The way Lagom uses WS is really simple. It doesn't seem to override any default configuration.

The way it uses WSClientConfig is only to pass through a configuration that is explicitly loaded using Play's default configuration loading mechanism in the LagomClientFactory. So it's not passing in any special hardcoded configuration. LagomClientFactory is intended for use in Java application that are not based on Play or Lagom, for building a service client in an environment that doesn't have the usual Guice module system. It was originally written to use Play WS before the standalone version existed, so it brings in a Play dependency. It should probably be refactored to use the standalone version now. That's something we can do.

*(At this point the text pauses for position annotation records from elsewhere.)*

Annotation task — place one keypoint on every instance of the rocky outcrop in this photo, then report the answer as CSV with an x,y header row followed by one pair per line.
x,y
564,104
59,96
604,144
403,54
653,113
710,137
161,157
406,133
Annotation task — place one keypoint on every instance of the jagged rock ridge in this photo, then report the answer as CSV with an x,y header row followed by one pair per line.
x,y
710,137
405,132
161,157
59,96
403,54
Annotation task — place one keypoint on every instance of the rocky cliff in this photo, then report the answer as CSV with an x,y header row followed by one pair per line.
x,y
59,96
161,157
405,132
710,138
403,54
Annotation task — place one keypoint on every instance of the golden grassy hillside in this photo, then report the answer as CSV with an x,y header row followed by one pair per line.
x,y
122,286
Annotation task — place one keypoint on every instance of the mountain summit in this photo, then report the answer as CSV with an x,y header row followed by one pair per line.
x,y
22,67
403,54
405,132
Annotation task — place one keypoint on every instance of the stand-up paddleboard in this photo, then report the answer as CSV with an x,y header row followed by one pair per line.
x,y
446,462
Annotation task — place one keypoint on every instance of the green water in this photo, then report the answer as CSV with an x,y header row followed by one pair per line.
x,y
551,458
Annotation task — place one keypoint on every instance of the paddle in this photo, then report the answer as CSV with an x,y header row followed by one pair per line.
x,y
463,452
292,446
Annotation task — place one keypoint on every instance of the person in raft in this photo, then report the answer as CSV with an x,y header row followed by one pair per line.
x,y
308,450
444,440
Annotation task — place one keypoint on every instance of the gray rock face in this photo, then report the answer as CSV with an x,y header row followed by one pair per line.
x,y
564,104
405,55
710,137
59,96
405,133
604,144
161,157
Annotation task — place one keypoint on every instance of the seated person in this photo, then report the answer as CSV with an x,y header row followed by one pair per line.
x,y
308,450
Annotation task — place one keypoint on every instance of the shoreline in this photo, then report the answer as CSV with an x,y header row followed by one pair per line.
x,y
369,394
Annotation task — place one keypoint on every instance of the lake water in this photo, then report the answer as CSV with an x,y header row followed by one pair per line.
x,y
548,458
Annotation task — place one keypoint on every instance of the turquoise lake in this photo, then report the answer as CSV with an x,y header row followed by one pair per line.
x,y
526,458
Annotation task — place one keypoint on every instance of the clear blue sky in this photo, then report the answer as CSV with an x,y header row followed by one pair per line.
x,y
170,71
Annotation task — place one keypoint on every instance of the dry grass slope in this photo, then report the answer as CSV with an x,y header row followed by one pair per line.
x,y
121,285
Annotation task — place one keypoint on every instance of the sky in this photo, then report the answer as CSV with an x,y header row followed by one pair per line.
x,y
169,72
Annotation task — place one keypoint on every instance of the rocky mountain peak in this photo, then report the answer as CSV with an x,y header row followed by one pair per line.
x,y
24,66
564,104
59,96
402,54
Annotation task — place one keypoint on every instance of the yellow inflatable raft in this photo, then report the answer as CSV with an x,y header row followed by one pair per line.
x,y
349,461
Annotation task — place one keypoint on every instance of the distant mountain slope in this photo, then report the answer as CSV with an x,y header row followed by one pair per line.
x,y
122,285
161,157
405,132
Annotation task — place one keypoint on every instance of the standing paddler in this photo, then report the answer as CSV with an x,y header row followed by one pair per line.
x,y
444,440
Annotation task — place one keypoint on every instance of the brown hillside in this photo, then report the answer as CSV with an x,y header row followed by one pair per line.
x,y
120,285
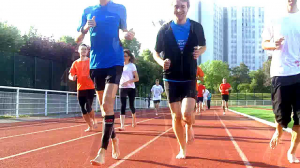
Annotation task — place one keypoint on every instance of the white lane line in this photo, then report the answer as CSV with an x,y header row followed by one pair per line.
x,y
54,129
236,146
272,124
45,147
139,149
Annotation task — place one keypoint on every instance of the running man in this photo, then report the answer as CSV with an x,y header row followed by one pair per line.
x,y
205,94
80,71
127,87
156,91
182,41
224,89
200,89
103,21
282,36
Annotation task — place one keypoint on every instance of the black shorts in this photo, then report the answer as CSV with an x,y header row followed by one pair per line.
x,y
199,99
225,97
177,91
90,93
103,76
285,99
130,92
85,99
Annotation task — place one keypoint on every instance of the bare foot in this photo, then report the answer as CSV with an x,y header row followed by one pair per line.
x,y
99,159
292,158
190,136
181,155
115,148
89,129
275,139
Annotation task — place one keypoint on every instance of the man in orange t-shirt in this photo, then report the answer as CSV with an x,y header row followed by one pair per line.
x,y
80,70
201,89
224,89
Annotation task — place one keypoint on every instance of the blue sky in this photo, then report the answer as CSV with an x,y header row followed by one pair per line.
x,y
61,17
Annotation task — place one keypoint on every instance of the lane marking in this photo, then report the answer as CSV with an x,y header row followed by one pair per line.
x,y
236,146
53,145
138,149
54,129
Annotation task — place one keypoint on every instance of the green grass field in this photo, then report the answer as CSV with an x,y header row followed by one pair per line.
x,y
244,96
259,113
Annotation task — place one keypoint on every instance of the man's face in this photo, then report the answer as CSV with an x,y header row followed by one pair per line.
x,y
292,2
180,9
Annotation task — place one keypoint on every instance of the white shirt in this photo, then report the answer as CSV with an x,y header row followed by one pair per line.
x,y
157,91
128,75
285,61
205,94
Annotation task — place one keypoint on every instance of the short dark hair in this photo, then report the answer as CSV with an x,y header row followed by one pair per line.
x,y
83,45
132,58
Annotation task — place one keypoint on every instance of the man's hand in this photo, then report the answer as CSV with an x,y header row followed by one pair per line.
x,y
130,35
197,52
278,43
74,78
92,22
167,64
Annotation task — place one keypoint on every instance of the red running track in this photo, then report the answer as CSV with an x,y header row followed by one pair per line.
x,y
221,141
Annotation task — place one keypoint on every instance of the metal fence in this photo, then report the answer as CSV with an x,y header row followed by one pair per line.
x,y
243,102
15,101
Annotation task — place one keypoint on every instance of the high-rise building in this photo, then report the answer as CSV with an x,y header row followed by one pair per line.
x,y
233,34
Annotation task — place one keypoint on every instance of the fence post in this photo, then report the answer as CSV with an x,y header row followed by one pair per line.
x,y
67,111
96,102
46,103
17,102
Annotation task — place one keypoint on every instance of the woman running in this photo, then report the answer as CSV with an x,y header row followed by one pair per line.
x,y
127,87
80,71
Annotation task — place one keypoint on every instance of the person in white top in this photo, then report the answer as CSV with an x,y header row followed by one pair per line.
x,y
282,35
157,90
205,94
127,87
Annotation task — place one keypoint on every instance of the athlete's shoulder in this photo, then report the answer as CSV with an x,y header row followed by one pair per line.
x,y
90,9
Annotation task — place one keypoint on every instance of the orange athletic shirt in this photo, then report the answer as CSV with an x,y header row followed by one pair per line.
x,y
200,73
82,70
200,90
224,87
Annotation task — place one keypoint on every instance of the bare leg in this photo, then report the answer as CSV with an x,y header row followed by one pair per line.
x,y
178,128
187,111
86,117
276,136
294,144
108,110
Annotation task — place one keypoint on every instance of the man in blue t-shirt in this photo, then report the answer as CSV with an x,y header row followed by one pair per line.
x,y
103,21
182,41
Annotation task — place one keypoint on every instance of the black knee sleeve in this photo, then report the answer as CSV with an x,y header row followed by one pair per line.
x,y
123,105
107,130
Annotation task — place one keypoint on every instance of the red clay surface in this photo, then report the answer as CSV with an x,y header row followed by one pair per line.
x,y
60,143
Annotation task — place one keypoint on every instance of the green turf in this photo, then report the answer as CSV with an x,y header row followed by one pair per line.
x,y
8,117
259,113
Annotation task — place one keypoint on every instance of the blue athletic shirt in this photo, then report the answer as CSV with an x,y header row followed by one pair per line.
x,y
181,33
106,47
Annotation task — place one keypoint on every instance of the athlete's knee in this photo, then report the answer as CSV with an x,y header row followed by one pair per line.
x,y
176,117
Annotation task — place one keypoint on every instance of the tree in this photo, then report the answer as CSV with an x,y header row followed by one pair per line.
x,y
10,38
239,74
214,72
68,40
133,45
244,87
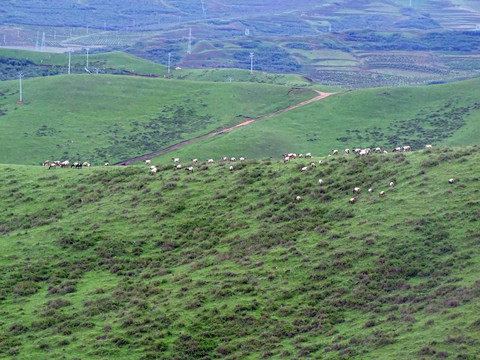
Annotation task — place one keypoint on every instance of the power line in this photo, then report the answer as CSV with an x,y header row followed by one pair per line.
x,y
189,48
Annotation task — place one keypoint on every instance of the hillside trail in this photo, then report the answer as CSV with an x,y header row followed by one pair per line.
x,y
321,95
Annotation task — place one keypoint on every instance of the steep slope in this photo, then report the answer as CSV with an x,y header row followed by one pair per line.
x,y
116,263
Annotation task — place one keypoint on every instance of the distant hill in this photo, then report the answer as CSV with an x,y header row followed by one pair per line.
x,y
344,43
116,263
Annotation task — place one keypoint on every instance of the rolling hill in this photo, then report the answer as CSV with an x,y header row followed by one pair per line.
x,y
110,262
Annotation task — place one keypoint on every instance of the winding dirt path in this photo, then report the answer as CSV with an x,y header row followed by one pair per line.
x,y
321,95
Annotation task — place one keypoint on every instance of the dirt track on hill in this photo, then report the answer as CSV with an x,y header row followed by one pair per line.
x,y
321,95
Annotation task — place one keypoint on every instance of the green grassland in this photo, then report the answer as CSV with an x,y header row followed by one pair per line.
x,y
311,39
111,118
111,262
446,114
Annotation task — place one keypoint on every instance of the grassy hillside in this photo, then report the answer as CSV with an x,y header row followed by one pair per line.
x,y
114,263
112,118
447,114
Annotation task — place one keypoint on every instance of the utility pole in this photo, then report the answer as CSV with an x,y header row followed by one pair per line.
x,y
189,48
251,63
20,75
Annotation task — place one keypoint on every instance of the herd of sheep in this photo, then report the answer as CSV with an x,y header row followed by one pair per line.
x,y
286,158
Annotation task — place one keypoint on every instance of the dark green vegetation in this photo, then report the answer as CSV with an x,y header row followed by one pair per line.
x,y
345,43
115,263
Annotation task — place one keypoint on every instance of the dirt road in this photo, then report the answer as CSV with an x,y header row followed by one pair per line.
x,y
321,95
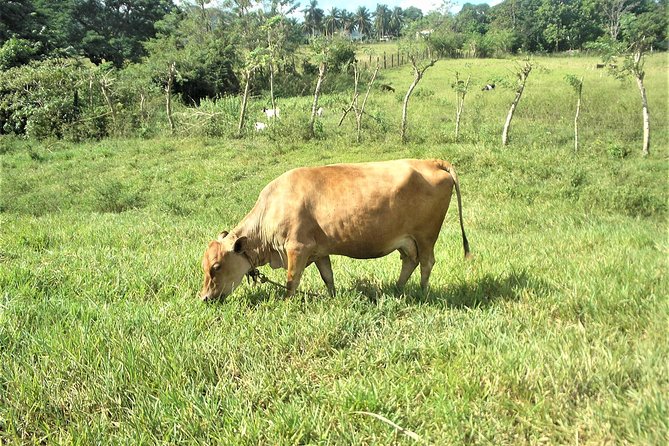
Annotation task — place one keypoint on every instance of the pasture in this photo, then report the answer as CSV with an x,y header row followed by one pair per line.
x,y
556,332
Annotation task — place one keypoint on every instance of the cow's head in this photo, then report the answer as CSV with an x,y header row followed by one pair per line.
x,y
224,264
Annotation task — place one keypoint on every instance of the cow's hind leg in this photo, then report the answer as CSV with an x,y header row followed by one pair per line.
x,y
409,256
426,259
297,261
325,268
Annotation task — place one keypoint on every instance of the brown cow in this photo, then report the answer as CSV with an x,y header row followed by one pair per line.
x,y
363,211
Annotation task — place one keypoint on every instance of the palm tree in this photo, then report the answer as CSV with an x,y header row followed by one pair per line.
x,y
332,21
347,21
362,21
396,21
381,16
313,17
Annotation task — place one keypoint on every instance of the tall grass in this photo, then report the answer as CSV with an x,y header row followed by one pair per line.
x,y
556,331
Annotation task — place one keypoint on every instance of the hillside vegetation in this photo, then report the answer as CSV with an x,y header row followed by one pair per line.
x,y
555,332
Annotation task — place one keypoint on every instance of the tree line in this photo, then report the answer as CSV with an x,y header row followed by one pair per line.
x,y
91,68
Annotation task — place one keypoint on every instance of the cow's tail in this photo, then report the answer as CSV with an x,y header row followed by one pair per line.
x,y
449,168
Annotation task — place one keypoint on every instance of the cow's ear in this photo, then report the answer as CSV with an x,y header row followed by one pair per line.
x,y
240,245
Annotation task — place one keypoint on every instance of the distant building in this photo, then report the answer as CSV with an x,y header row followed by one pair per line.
x,y
424,33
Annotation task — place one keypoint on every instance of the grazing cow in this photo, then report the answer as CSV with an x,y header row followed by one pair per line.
x,y
271,112
362,211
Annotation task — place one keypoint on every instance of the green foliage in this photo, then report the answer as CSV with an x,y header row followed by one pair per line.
x,y
15,52
559,320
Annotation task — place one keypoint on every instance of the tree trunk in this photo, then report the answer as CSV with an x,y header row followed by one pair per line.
x,y
578,112
405,105
524,73
418,74
639,75
271,85
359,113
104,86
317,91
168,93
245,97
460,107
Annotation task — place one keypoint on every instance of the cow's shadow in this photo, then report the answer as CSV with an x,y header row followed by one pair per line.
x,y
479,293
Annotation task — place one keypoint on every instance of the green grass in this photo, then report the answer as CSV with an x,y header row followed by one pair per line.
x,y
556,332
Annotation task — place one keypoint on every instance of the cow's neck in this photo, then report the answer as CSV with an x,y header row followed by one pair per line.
x,y
257,251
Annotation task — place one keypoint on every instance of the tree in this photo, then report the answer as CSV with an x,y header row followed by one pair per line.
x,y
461,87
313,18
577,84
358,109
328,55
613,11
414,49
347,21
381,18
411,14
332,21
396,21
522,73
639,34
362,21
115,30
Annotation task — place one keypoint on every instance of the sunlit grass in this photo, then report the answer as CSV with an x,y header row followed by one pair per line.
x,y
556,331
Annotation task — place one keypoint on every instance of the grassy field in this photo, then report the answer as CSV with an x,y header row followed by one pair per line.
x,y
556,332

It doesn't specifically rely on anything else from that list, but it's harder to say how it's configured and used by people developing Lagom services. Anything that can be configured in application.conf could be potentially enabled in a Lagom service. And for example, whether following redirects is required depends totally on how people have implemented their services.

So I think it's fine to ship an early, experimental opt-in implementation that doesn't have all (or any) of these features as long as people have the ability to keep using the async-http-client based version if they need to.

Right now, here's how Lagom chooses a WSClient implementation:

  • In Java services, it is injected by the Play module system, which is based on whatever is available on the classpath. The Lagom client module has a direct dependency on play-ahc-ws, so we'll need to change that and make users add a dependency to the implementation they want to use.
  • LagomClientFactory (used in non-service Java applications) explicitly hardcodes the AhcWSClient implementation.
  • In Scala, you also need to explicitly mix the Components trait for the implementation you want into your application.

So if the Akka HTTP implementation implements the same interfaces, then it should be easy to make things configurable with a small amount of work in Lagom. I recall some discussion that the new implementation may not be API compatible, in which case we would need to add an additional layer of indirection to Lagom to make the implementation configurable.